И даже в случаях, когда граница между здоровьем и болезнью, лечением и улучшением менее ясна, регулирующие органы могут стандартным образом проводить эти различия на практике. Вспомним пример риталина. Как отмечалось в третьей главе, "болезнь", для лечения которой предназначался риталин, дефицит внимания и гиперактивность (ADHD), скорее всего и не болезнь, а просто ярлык, который мы навешиваем на людей, находящихся в хвосте нормального распределения способностей к сосредоточению и внимательности. На самом деле это классический случай социального конструирования патологии: термина ADHD еще сорок лет назад не было в медицинском лексиконе. И соответственно, нет отчетливой границы между применением риталина с целью лечения и с целью улучшения. На одном конце распределения есть дети, которых каждый назовет настолько гиперактивными, что для них невозможна нормальная жизнь, и трудно будет возразить против их лечения риталином. На другом конце — дети, у которых никаких трудностей с сосредоточением или взаимодействием нет и для которых прием риталина может быть удовольствием, дающим эйфорию, как любой другой амфетамин. Но они будут принимать это лекарство ради улучшения, а не из медицинских соображений, а потому большинство решит, что им следует помешать так поступать. Из-за чего риталин вызывает споры — это из-за детей, находящихся посередине: они подходят под некоторые (но не все) критерии диагноза, указанные в "Руководстве по диагностике и статистике умственных расстройств" для ADHD, и все же семейный врач выписал им это лекарство.
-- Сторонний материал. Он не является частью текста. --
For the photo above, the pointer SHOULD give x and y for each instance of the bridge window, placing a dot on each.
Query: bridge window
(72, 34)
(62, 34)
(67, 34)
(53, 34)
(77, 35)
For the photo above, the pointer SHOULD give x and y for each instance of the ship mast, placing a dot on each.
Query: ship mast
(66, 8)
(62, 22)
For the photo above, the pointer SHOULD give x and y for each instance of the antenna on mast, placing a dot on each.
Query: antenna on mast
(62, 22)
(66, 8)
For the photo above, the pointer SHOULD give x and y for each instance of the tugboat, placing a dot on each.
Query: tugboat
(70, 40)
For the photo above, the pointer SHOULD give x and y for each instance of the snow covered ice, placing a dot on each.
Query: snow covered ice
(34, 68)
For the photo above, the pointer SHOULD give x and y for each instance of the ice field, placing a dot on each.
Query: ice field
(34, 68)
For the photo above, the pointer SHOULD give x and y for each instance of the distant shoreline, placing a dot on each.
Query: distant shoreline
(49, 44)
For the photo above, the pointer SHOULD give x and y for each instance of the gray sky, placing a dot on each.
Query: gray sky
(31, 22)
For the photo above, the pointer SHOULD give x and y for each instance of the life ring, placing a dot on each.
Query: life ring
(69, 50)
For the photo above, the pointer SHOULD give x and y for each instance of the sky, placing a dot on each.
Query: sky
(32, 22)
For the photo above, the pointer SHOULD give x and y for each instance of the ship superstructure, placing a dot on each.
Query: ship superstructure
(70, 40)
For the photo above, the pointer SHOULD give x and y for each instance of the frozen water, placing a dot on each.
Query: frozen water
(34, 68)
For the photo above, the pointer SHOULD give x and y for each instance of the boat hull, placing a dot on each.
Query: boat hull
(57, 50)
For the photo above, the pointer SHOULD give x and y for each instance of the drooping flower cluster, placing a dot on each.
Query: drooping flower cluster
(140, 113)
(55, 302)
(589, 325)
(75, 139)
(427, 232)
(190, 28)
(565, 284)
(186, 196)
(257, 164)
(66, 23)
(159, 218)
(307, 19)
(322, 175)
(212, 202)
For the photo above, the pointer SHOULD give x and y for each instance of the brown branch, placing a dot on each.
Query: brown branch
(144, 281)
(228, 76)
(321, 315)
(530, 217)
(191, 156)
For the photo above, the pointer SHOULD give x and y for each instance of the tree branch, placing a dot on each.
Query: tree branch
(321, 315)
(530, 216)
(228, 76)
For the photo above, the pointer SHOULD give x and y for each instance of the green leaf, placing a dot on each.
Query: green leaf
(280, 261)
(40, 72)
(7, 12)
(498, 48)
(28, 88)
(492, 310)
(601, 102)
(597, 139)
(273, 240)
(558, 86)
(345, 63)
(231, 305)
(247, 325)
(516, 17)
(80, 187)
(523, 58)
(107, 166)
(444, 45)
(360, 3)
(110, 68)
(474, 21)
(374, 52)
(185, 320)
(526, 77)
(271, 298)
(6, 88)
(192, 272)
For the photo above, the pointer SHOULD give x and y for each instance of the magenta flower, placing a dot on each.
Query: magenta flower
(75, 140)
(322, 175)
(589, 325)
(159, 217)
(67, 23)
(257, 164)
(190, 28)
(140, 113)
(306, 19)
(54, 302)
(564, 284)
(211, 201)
Иными словами, если где-то когда-то существовала сомнительна грань между патологией и здоровьем в диагнозе и между терапией и улучшением в лечении, то это случай ADHD и риталина. Классификация DEA относит риталин к медикаментам Схемы II, которые можно принимать только в лечебных целях по рецепту врача; она запрещает "развлекательные" применения риталина (то есть, можно сказать, в целях улучшения) как амфетамина. И то, что граница между лечением и улучшением недостаточно четкая, не делает различие бессмысленным. Мое глубокое ощущение — что этот препарат в США выписывают избыточно и применяют в ситуациях, когда родителям и учителям следовало бы использовать более традиционные способы занимать детей и формировать их характер. Но существующая система регламентации при всех ее недостатках лучше, чем ситуация, когда риталин был бы либо полностью запрещен, либо продавался на каждом углу как таблетки от кашля.
Законодателям постоянно приходится принимать сложные решения, которые невозможно выдержать в рамках точной теоретической скрупулезности. Что составляет "безопасный" уровень тяжелых металлов в почве или двуокиси серы в воздухе? Как оправдает законодатель снижение уровня какого-то конкретного токсина в питьевой воде с пятидесяти до пяти частей на миллион, если он выигрыш для здоровья выменивает на удорожание услуги? Такие решения всегда противоречивы, но в некотором смысле их легче принимать на практике, чем в теории, Дело в том, что на практике в правильно функционирующей демократической системе люди всегда могут воздействовать на решение законодателей, отстаивая свою точку зрения до тех пор, пока не будет найден компромисс.
Если мы согласны в принципе, что нам нужна возможность проводить красную черту, то не слишком плодотворно будет тратить массу времени на обсуждение, где именно эта черта должна проходить. Как и в других вопросах регулирования, многие из этих решений придется принимать на основе проб и ошибок, и принимать их будут административные ведомства, основываясь на опыте и знаниях, которых у нас сейчас нет. Что важнее — это подумать относительно устройства институтов, которые могут принимать и проводить в жизнь правила, регулирующие, например, использование предимплантационной диагностики и скрининга по медицинским причинам, а не ради усовершенствования детей, и еще о том, как сделать эти институты международными.